Similar threads have been posted to that effect, and the same conversation has been stated over and over. The question, to me, is how do we get people in charge to listen and keep from losing beginner nurses?

Specializes in Acute Care Psych, DNP Student.
If you find out you don't like patient interaction, there are alot more opportunities to perform as a nurse. IT, School nursing, industrial/prison nursing, military (even past the recruitment age), not to mention the higher degreed job opportunities in management and academia.

As a correctional (prison) nurse I find this statement very odd. I'm sure school nurses and military nurses would as well.

Specializes in ICU, PACU, OR.

I meant to say in a traditional hospital setting.
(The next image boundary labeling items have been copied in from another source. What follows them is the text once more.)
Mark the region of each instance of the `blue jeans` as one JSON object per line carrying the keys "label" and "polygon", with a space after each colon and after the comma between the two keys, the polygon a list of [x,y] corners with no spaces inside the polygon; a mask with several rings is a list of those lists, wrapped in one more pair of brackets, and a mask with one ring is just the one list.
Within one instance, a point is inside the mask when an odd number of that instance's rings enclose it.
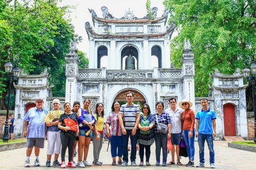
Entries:
{"label": "blue jeans", "polygon": [[[121,136],[111,136],[110,138],[111,152],[112,158],[117,155],[121,157],[123,155],[123,140]],[[118,149],[118,151],[117,151]]]}
{"label": "blue jeans", "polygon": [[199,158],[201,163],[204,163],[204,141],[206,139],[210,152],[210,164],[215,163],[215,152],[213,150],[213,138],[212,135],[199,133],[198,143],[199,146]]}
{"label": "blue jeans", "polygon": [[128,162],[128,140],[131,140],[131,162],[135,161],[136,154],[137,132],[134,136],[132,135],[132,129],[126,129],[126,135],[123,135],[123,160]]}
{"label": "blue jeans", "polygon": [[155,142],[156,145],[156,159],[160,162],[161,149],[163,154],[163,162],[167,161],[167,134],[155,133]]}
{"label": "blue jeans", "polygon": [[192,138],[189,138],[189,133],[190,130],[183,130],[183,137],[186,145],[187,152],[188,153],[189,160],[194,161],[194,138],[195,132],[194,129],[193,131]]}

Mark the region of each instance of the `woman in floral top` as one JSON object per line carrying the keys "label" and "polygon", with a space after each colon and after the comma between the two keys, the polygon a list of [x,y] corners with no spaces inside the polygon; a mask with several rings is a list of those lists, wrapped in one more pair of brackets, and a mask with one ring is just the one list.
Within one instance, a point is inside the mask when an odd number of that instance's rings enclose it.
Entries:
{"label": "woman in floral top", "polygon": [[140,158],[140,166],[143,165],[144,148],[146,149],[146,165],[150,166],[149,157],[151,155],[150,147],[154,142],[153,133],[152,130],[153,125],[153,117],[151,114],[149,106],[145,103],[142,106],[142,113],[140,113],[140,123],[138,128],[140,133],[138,133],[137,142],[139,145],[139,155]]}
{"label": "woman in floral top", "polygon": [[77,123],[78,117],[76,113],[72,112],[71,106],[69,103],[65,103],[64,104],[64,109],[65,113],[60,115],[60,117],[59,119],[58,124],[58,128],[60,129],[60,141],[62,143],[62,163],[60,168],[66,168],[65,157],[67,148],[68,148],[69,153],[69,162],[68,163],[68,167],[75,168],[76,165],[72,161],[72,158],[73,155],[73,146],[75,143],[76,133],[78,132],[71,130],[69,130],[69,127],[66,127],[66,125],[64,122],[64,119],[71,119],[75,120]]}
{"label": "woman in floral top", "polygon": [[162,166],[166,166],[167,159],[167,139],[171,138],[171,117],[169,114],[164,111],[164,103],[158,102],[156,104],[156,113],[154,115],[155,125],[158,123],[165,124],[168,126],[167,134],[158,131],[157,128],[154,129],[154,138],[156,145],[156,165],[160,165],[160,153],[162,148],[163,152]]}
{"label": "woman in floral top", "polygon": [[[123,140],[119,116],[120,107],[119,103],[117,101],[114,101],[111,106],[112,112],[110,113],[106,122],[107,136],[110,138],[111,141],[111,152],[113,159],[112,165],[116,165],[116,157],[117,156],[119,156],[118,164],[121,165],[123,163],[121,161]],[[111,127],[110,130],[109,128],[110,126]]]}

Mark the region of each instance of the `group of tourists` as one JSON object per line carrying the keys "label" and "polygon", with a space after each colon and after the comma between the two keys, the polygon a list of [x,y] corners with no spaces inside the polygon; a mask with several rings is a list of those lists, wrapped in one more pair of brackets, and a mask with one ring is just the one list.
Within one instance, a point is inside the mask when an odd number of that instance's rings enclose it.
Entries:
{"label": "group of tourists", "polygon": [[[120,106],[119,102],[114,101],[105,122],[104,105],[101,103],[96,104],[95,110],[89,109],[91,101],[88,99],[84,101],[82,107],[78,101],[75,102],[72,106],[69,103],[65,103],[63,112],[59,109],[59,100],[54,99],[52,102],[53,110],[48,112],[43,107],[43,99],[38,99],[36,101],[36,106],[30,109],[24,118],[24,136],[27,138],[25,167],[30,166],[30,157],[33,148],[36,155],[34,165],[40,165],[39,156],[40,149],[44,148],[46,129],[48,142],[46,166],[51,166],[51,158],[53,153],[53,165],[60,166],[61,168],[66,168],[66,166],[71,168],[91,166],[87,157],[91,140],[93,145],[92,164],[101,166],[103,162],[100,161],[100,155],[105,124],[106,137],[110,139],[111,144],[112,165],[128,165],[129,140],[131,145],[131,166],[137,165],[136,156],[137,146],[140,159],[139,165],[151,165],[149,162],[151,146],[154,142],[155,165],[160,165],[161,150],[162,166],[175,164],[182,165],[180,159],[180,144],[181,139],[183,139],[188,156],[188,162],[185,166],[194,166],[194,138],[197,136],[200,155],[200,163],[197,167],[204,166],[204,148],[206,140],[210,151],[210,168],[215,168],[213,138],[216,133],[216,115],[214,111],[208,108],[209,103],[206,99],[200,100],[203,108],[195,116],[194,112],[191,109],[193,103],[187,99],[178,103],[184,111],[177,108],[176,99],[172,97],[169,100],[170,107],[166,110],[164,110],[162,102],[156,102],[156,112],[153,114],[147,103],[142,106],[140,110],[139,105],[133,102],[135,94],[129,91],[126,94],[126,104]],[[60,115],[58,119],[54,119],[53,122],[44,122],[44,118],[47,114],[56,115],[57,113]],[[70,121],[71,119],[75,122],[73,127],[70,127],[67,124],[67,120]],[[195,119],[197,119],[196,130],[194,128]],[[172,149],[171,160],[167,163],[168,140],[171,140]],[[78,158],[76,163],[73,157],[77,143]],[[67,148],[68,162],[66,165],[65,153]],[[175,153],[177,163],[175,162]],[[60,163],[58,161],[59,154],[61,155]],[[116,160],[117,156],[118,160]]]}

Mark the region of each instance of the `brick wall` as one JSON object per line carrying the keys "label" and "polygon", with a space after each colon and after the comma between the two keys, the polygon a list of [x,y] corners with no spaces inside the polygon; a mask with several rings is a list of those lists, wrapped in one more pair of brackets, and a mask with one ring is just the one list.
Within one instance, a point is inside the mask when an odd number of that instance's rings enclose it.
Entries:
{"label": "brick wall", "polygon": [[247,127],[248,131],[248,139],[253,140],[254,138],[254,113],[247,112]]}

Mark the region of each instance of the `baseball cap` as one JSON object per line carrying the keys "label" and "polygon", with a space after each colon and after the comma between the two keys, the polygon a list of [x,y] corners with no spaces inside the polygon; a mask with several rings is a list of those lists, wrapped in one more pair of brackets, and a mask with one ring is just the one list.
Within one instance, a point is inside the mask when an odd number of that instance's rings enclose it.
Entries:
{"label": "baseball cap", "polygon": [[36,100],[36,102],[37,102],[38,100],[41,100],[43,102],[44,102],[43,98],[39,97]]}

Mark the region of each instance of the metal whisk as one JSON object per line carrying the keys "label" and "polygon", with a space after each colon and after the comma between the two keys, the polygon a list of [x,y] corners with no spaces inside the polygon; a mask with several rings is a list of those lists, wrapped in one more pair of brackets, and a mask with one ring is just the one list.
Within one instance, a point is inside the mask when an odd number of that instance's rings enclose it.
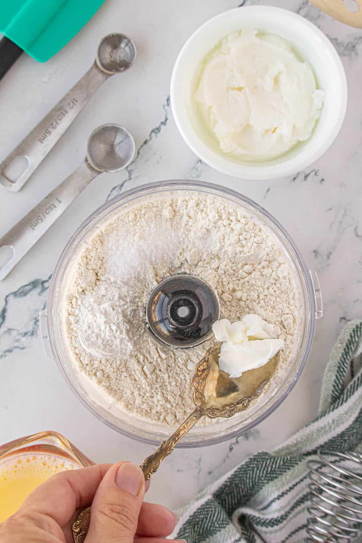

Sorry for the oddness-just trying to give the options out there.

Specializes in Med Surg - Renal.
Yes.

And if I see one more "Hi, I'm an MBA that was not doing well in business and decided to become an RN to CRNA as fast as I can, so I can make Beaucoup bucks and have a guaranteed job", I will run screaming amok.

Well sister, stretch out those hammies and warm up those vocal chords cuz this joint is silly with 'em.

As a student about to graduate in May 2012, I can tell you that many of my classmates seem to have unreasonable expectations about the nursing profession. Many of my colleagues continue to make statements like "I can't work nights!" or "I refuse to work holidays.".

I'm not sure that they had a clear understanding of the profession when they decided to become a nurse.

It's because they don't realize the demands, crazy schedules, call-ins, responsibilities & fast pace that an RN is required. Many don't realize that they may have to work in a Nursing Home to get experience. They think they will be able to jump right into a hospital or doctor's office.